Since the launch of OpenAI’s generative AI (GenAI) tool ChatGPT in late 2022, organisations of all kinds have started exploring ways to incorporate its capabilities into their products, services and daily operations. Today, a rapidly expanding variety of GenAI tools enable companies to automatically write copy for websites and marketing, create images and videos, generate software code, analyse data, conduct research and much more.

Unlike traditional AI applications, GenAI tools aren’t trained using specific data for specific tasks but are built on foundation models using a vast amount of varied data – not just words, but images, video, audio and other types of information. These large bodies of training data enable the GenAI tools they power to generate accurate, intelligent-sounding responses to almost any prompt… or to occasionally “hallucinate” answers full of falsehoods.

To maximise the odds of the first outcome and minimise the chances of the second, it’s important to build your foundation model on high-quality data and best practices.

Data quality and pre-processing

Although foundation models are trained on a broader range of data than is used for task-specific AI applications, your training data should be relevant to the problems you’re looking to solve through GenAI. This requires you to draw from the same data sources that your people would use to find the answers they need.

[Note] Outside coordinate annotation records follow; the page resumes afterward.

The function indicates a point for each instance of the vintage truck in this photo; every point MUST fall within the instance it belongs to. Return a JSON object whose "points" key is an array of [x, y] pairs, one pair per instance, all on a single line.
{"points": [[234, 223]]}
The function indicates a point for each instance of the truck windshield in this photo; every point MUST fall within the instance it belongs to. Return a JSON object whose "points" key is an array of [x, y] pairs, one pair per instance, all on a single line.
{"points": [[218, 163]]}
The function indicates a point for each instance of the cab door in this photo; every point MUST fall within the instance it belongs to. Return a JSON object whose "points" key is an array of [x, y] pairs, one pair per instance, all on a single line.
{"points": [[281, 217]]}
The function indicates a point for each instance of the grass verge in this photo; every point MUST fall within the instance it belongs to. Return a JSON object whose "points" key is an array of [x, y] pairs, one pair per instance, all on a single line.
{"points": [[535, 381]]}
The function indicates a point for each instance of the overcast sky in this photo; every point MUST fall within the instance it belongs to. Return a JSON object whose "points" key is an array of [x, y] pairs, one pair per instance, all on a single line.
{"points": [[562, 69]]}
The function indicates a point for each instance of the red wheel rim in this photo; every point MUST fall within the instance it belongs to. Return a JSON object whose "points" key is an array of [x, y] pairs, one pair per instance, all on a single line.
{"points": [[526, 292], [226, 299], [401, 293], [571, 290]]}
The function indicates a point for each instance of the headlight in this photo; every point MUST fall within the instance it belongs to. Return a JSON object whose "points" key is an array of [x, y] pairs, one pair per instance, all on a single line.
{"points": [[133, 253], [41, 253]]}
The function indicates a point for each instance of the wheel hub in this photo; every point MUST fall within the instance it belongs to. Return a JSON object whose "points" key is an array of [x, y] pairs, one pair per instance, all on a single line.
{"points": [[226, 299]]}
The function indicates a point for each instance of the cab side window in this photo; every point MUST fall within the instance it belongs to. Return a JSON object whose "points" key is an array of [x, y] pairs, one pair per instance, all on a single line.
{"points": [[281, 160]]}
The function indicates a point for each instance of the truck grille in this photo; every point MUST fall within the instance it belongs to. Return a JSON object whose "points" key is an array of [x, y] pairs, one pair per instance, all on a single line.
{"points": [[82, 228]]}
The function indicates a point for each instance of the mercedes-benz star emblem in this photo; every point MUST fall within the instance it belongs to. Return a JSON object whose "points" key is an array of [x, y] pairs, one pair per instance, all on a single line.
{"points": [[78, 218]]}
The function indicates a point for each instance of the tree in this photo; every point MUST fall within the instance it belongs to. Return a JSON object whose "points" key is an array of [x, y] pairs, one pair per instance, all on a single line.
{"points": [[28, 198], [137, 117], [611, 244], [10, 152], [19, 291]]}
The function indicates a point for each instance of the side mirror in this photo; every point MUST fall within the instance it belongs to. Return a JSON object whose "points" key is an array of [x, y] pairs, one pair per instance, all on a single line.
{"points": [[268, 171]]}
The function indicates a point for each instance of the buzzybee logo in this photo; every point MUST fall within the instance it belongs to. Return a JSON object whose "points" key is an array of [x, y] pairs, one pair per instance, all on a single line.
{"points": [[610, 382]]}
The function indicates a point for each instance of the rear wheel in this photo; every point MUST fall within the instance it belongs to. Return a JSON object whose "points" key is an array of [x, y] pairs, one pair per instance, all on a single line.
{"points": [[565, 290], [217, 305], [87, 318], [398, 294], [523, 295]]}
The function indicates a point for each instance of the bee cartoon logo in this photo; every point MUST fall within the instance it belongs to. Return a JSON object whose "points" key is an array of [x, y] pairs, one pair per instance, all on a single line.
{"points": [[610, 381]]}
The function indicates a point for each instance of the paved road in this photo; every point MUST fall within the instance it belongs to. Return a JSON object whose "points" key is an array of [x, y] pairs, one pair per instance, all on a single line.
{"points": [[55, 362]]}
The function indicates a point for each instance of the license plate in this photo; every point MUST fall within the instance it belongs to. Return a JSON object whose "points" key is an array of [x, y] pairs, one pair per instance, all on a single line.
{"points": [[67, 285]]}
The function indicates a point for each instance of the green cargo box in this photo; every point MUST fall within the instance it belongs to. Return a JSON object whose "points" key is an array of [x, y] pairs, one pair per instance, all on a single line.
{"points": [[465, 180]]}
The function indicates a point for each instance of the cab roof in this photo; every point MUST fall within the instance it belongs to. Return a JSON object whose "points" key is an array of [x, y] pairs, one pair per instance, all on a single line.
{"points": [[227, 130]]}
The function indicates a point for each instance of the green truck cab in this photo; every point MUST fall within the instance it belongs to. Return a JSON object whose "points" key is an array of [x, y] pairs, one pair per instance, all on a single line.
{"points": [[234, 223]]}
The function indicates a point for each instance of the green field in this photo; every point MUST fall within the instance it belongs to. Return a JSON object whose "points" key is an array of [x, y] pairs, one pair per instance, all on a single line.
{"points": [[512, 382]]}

After you’ve identified those sources, you’ll need to check and pre-process that data to make sure it’s accurate, reliable and verifiable. You should also ensure it’s well stored (ideally, in the cloud), secure and properly integrated into the systems you use. Depending on the type of data, you might also need to clean or update files, reformat items, resize images or make other revisions. In addition, it’s important to check for missing values and data gaps, and fill those in as required by adding new information from other data sources.

Data synthesis

Feature engineering involves manipulating or extracting information from existing raw data to create new kinds of variables or datasets that will be digestible by the foundation model you’re using. How you manage this process this will depend on what you aim to achieve using GenAI.

Imagine that you want to build a tool to forecast demand for guest rooms at a large resort complex. Your training model will need to include key features such as types of rooms available, price per night, seasonal promotions, length of stay, when and how far in advance guests typically book rooms and so on. But you might then want to further fine-tune some of that data – are more online bookings made late in the evening, for example, or on weekends? By applying a more granular view to the date and time of bookings, you improve your ability to identify patterns and make more accurate predictions.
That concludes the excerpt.